The "second electronic music studio developed in the United States", and the "first formally acknowledged electro-acoustic facility in the United States" (since the Columbia-Princeton Electronic Music Center, "although formally acknowledged in 1959, had began [sic] in 1952") at an initial cost of $8,000, early equipment included an "old broadcasting studio control panel" as console, microphones, amplifiers, oscilloscopes, tape decks, and other donated items.
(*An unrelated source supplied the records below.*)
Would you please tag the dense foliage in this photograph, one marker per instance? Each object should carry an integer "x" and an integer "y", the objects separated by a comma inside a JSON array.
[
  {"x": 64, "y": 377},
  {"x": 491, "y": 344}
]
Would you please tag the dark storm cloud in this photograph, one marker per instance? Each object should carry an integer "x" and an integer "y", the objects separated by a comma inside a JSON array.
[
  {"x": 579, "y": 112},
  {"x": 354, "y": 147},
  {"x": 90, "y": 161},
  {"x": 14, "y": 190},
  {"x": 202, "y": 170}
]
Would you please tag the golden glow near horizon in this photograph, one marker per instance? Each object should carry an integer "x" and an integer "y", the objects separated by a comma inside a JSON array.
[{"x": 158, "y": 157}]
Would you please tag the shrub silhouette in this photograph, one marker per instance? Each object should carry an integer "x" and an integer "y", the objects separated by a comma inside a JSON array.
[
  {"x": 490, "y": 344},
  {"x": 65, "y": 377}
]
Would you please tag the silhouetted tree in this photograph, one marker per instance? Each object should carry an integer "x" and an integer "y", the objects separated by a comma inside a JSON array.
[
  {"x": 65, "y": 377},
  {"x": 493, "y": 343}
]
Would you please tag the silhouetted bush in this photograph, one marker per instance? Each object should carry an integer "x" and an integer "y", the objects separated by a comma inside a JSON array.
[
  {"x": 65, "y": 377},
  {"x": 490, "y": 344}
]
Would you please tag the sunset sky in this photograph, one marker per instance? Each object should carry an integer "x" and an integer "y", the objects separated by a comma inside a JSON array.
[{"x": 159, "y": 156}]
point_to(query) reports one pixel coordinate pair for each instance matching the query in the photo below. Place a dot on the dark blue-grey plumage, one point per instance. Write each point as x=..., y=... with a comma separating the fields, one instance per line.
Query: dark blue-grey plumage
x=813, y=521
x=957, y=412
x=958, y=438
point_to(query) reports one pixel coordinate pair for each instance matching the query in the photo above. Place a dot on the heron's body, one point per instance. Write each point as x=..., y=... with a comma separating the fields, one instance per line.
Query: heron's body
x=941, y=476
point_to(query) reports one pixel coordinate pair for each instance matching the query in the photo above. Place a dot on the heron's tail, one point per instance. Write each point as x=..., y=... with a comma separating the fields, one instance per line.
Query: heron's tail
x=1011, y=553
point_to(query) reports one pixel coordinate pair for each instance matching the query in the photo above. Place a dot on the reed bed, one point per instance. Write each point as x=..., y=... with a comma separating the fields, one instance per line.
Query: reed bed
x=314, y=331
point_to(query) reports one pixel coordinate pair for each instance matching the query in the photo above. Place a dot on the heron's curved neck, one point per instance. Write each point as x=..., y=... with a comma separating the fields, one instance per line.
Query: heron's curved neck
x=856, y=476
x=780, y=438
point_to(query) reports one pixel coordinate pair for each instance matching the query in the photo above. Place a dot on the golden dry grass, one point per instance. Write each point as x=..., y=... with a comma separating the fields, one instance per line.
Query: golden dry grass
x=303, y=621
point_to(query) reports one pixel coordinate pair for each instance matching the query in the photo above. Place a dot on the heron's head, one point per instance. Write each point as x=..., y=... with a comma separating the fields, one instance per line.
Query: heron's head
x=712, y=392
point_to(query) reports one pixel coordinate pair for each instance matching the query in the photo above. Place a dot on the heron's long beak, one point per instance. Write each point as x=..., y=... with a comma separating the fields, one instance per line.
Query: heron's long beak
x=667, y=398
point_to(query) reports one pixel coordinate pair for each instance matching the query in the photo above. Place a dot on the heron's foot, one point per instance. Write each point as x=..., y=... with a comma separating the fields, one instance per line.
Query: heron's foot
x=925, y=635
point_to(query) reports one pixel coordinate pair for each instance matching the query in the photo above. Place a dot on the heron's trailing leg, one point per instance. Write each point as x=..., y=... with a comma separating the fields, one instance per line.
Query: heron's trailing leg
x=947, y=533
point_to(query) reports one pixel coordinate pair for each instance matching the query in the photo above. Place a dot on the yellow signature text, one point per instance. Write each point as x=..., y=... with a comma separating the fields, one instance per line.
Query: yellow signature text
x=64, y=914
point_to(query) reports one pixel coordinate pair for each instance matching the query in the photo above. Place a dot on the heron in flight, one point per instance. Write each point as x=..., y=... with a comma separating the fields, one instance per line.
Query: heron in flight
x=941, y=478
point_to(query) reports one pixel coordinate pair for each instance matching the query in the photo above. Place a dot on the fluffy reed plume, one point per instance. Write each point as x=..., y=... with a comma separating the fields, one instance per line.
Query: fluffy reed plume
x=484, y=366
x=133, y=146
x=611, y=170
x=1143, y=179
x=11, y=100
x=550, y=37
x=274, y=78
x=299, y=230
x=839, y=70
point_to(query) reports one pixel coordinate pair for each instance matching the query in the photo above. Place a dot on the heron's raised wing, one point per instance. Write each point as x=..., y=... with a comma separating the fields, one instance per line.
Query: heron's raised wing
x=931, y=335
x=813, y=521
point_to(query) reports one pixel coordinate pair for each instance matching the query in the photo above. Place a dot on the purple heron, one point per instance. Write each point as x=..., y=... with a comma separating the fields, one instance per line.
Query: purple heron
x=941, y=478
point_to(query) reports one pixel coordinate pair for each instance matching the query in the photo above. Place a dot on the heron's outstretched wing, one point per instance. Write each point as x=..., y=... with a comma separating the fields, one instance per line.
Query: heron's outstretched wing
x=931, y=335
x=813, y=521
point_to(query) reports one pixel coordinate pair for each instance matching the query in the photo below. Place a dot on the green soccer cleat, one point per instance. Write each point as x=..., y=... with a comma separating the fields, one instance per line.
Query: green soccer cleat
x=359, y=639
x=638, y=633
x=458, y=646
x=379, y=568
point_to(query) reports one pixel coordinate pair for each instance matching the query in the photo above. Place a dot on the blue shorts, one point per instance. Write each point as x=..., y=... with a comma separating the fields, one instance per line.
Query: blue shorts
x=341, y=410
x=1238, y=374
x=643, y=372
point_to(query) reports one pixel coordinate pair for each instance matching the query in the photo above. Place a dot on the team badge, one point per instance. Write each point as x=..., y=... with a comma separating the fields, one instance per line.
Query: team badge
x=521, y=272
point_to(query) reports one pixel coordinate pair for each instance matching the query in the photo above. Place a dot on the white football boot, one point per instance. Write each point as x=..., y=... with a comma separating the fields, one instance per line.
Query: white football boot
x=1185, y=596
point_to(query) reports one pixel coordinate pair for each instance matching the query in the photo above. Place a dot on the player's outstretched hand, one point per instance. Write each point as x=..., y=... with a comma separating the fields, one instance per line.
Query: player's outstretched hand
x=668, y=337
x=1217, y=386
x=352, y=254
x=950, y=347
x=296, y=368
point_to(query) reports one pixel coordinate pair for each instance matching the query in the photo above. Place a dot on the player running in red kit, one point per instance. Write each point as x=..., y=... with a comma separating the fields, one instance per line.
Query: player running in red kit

The studios received a $30,000 grant from Magnavox in 1962, and a $53,100 grant from the National Science Foundation in 1965. Directed by Scott A. Wyatt for forty years, it is currently directed by Eli Fieldsteel, and consists of multiple studios.

Alumni include Adrian Belew, Neely Bruce, Herbert Brün, Mary Ellen Childs, Insook Choi, Donnacha Dennehy, Robert Fleisher, Mara Helmuth, Elizabeth Hinkle-Turner, Ben Johnston, Salvatore Martirano, Larry Polansky, David Rosenboom, Carla Scaletti, James Tenney, David Ward-Steinman, David Weinstein, and Olly Wilson. Composers who worked at the center between 1958 and 1975 include John Cage, Michael Colgrass, Kenneth Gaburo, Charles Hamm, and John Melby.

Hiller created the MUSICOMP ("MUsic SImulator-Interpreter for COMpositional Procedures") programming language for music composition with Robert Baker in order to create their Computer Cantata (1963) at the studios. MUSICOMP was used by Brün in generating his Non Sequitur VI (1966). Composer James Beauchamp developed the Harmonic Tone Generator (a form of additive synthesis) at the studios.